Oireachtas Joint and Select Committees

Wednesday, 14 February 2018

Joint Oireachtas Committee on Housing, Planning and Local Government

Reports on Homelessness: Discussion

9:30 am

Mr. Brian Harvey:

On HAP, homeless people told us that although it was affordable, it was not their home. They could be put out again quite quickly. They could not do anything to that home. If they were in a local authority home, in most cases having a good relationship with local authorities when they were tenants, they felt they could reasonably call it their home. Legally, they had no long-term rights to be in HAP accommodation. Generally a person in a local authority home will not be put out unless they are responsible for gravely serious anti-social behaviour. There is a strong sense of security in local authority accommodation which is not the case in the HAP system.
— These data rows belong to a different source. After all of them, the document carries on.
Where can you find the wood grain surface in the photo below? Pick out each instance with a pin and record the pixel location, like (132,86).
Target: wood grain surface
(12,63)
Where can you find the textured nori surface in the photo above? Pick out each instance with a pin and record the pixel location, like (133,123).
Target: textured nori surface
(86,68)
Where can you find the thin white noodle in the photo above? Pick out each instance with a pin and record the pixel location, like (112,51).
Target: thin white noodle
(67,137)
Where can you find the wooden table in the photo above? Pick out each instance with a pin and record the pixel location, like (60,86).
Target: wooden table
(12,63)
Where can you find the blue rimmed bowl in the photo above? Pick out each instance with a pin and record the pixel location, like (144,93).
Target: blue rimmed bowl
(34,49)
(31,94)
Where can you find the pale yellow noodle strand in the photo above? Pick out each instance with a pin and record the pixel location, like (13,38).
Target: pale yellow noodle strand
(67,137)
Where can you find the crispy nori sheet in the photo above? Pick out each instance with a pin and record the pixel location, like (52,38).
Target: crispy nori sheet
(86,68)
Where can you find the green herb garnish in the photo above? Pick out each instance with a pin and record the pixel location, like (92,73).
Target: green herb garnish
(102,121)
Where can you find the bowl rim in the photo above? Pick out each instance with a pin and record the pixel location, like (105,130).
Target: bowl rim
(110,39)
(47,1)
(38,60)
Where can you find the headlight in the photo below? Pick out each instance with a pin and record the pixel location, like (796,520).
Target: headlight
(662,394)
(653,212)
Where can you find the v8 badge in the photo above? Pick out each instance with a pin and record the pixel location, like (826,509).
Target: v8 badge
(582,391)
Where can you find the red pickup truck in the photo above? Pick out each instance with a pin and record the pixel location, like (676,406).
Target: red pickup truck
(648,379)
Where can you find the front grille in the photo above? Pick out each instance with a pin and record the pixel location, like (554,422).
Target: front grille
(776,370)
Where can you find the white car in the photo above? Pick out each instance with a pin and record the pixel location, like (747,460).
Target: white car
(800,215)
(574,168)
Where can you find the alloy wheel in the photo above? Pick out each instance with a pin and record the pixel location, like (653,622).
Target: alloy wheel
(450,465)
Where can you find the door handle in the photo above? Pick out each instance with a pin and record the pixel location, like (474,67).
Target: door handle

In respect of the local authority practices, the problem is that the local authorities tend to contest that these problems happen. There is no point of dialogue between homeless people or organisations working with the homeless and the local authorities to address, name and sort out these issues. We know of some homeless people who complained about the way they were treated and those complaints went nowhere. Many of these people were in a state of fear about the local authorities. We have recorded the processes here such as "come back when you are really homeless"; "go and self-accommodate yourself"; "sign in daily". In one extreme case, a woman in emergency accommodation was going into town every day from the airport, with two children in a buggy, to sign in in person and meet three members of staff: a garda, a person who then signed her in and a case worker. Each of them went through her file, even though it had not changed since the previous day. Then she walked back out to the airport and had to do the same thing again the next day. Others had a car and were driving from distant parts of the city to sign in in person. This causes intense stress to homeless people. We recorded instances of homeless people breaking down in tears in offices and of children wetting themselves. One more sympathetic staff member said "I'm tired of you breaking down in tears in my office, go home, don't come back to me again. You can sign in by phone instead." We do have mobile phones and text messaging so why are those systems not used? There is also a practice of taking homeless people off the housing list when they do not know about it. The local authority says it tried to contact the people but these people genuinely have no knowledge of such contact ever having happened. They took the view that if the Revenue Commissioners or the social welfare office were looking for them they would have found them.